The College Admissions Scandal: A Refresher

News of the college admissions scandal first broke in March of this year, which alleged that a handful of wealthy parents across the United States illegally paid for a company called The Edge College & Career Network (which also operated under a fraudulent charity called The Key Worldwide Foundation). The company worked with various testing centers and college admissions figures in a handful of ivy league schools around the United States to help get high school students into the schools despite hurdles like low test scores and bad performance throughout high school—for a price, that is.

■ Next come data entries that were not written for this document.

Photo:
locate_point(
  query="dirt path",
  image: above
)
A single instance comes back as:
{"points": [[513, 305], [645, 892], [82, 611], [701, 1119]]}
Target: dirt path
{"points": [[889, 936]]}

To get these students into the schools, the company would either work with the parents (or the students, in some cases) to do things like fake test scores, arrange testing appointments with proctors that would help the students, or fake special admissions for athletic purposes by bribing school coaches. In Lori Loughlin’s case, daughter Olivia Jade Giannulli was granted admission to USC via the schools rowing program despite the fact that Giannulli had never participated in a rowing program in high school. Both Loughlin and USC’s rowing coach were indicted over involvement in the scandal.

In total, 33 parents and 17 others were charged in their involvement in the scandal which got their children into ivy league schools through bribery. Charges ranged from conspiracy to commit mail fraud to money laundering and honest services fraud. Huffman, who opted to plead guilty in the scandal earlier this year, received a minimal sentencing. The maximum sentencing for conspiracy to commit mail fraud is 20 years in a federal prison and a fine of $500,000, according to the Los Angeles Daily News.

Other Charges In The Scandal

Huffman is one of the first high profile names in the case to receive a sentencing on their case. Lori Loughlin, who was also charged in the case but has chosen to plead not guilty in the case. Loughlin has seen more of a rough patch during her legal case, as her influencer daughter Olivia Jade Giannulli has remained in the public eye throughout the scandal. Both Loughlin and her husband, clothing designer Mossimo Giannulli, were charged in the case. The case was recently shaken after Olivia Jade uploaded a photo of herself flipping off the camera onto Instagram, despite instructions from Loughlin’s lawyer not to upload to the platform at all.

Olivia Jade, who amassed over 1 million followers on Instagram, had deals with brands like Sephora and Tresemme prior to the scandal. The young influencer recently announced her decision not to go back to school, instead opting to be a full-time influencer moving forward. Er—good luck with that.